Cuba: Que se passe-t-il après l'université ? : Les diplômés et leur service social
Par : Edilberto Carmona Tamayo, Karina Rodríguez Martínez, Darío A. Extremera Péripriérin,
Dans l'usine de béton du roman cubain de service, il y a mille problèmes, vol, discrimination à l'égard des femmes, non-respect des plans de production et aussi des jeunes "exercés". Ces deux jeunes diplômés de l'université doivent passer leur service social dans cette entreprise. Bien sûr, avec l'arrivée du nouveau patron, ils assument des rôles plus conformes à leur formation professionnelle, mais c'est de la fiction, un roman.
Que se passe-t-il dans la réalité ?
Ne vous inquiétez pas, cette semaine à Cubajoven, nous ne parlerons pas d'accords en attente ou de quoi que ce soit d'autre. Nous nous plongerons dans un sujet d'intérêt pour les jeunes universitaires, tant pour ceux qui ont déjà obtenu leur diplôme que pour ceux qui sont sur le point de recevoir leur diplôme. Nous parlerons du service social.
Pour dissiper les inconnues sur le sujet, nous nous sommes rendus au ministère du Travail et de la Sécurité sociale pour rencontrer Yumerky Santana Delgado, directrice de la force de travail qualifiée, qui nous a indiqué que sa mission était liée à la planification.

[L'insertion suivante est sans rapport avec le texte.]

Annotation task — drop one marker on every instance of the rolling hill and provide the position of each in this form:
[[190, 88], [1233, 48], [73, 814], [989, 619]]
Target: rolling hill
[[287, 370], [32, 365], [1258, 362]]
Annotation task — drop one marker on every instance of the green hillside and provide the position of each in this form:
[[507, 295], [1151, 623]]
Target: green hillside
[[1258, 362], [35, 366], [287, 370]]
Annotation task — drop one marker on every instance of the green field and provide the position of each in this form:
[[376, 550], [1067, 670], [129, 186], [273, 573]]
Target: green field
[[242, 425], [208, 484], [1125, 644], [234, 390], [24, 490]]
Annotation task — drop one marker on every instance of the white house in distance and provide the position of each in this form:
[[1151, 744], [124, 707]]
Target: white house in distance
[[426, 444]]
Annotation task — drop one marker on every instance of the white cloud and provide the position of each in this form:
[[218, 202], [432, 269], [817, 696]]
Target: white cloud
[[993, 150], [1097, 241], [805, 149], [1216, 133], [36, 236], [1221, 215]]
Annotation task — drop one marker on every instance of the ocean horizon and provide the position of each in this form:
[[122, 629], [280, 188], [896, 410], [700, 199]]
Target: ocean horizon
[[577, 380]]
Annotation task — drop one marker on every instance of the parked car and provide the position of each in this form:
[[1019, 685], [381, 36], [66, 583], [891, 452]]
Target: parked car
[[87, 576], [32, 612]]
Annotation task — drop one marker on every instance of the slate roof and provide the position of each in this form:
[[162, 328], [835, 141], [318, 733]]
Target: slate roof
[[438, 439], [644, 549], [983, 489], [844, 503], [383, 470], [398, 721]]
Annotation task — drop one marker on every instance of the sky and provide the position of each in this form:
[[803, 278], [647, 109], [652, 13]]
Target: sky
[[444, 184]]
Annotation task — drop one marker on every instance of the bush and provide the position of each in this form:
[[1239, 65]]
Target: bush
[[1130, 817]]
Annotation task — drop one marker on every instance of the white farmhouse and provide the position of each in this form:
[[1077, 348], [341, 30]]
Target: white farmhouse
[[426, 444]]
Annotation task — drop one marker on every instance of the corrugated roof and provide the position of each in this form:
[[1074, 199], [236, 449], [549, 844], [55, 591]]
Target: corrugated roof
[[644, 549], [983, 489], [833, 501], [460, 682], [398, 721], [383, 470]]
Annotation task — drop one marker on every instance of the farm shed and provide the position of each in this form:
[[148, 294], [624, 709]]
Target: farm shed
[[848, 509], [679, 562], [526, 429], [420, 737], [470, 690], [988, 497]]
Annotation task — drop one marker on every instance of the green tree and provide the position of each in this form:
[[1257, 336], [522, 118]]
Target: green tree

« Tout d'abord, la projection de la main-d'œuvre qualifiée, la demande. Quels sont les besoins des entités du pays, et à partir de ces besoins, nous planifions d'abord la formation des étudiants qui terminent la neuvième année, qui entrent dans l'enseignement technique professionnel (technique moyen, ouvrier qualifié) et ceux qui continuent à l'enseignement pré-universitaire, qui entrent ensuite dans l'enseignement supérieur", a-t-il expliqué.
Le plan de places - a-t-il dit - fonctionne à partir de la demande de main-d'œuvre qualifiée, de l'année de remise des diplômes et de la disponibilité des étudiants.
Santana Delgado a noté que "ce plan est remis au ministère de l'Enseignement supérieur, au niveau de la municipalité, de la province et par spécialités, et à partir de là les priorités sont établies dans le pays ».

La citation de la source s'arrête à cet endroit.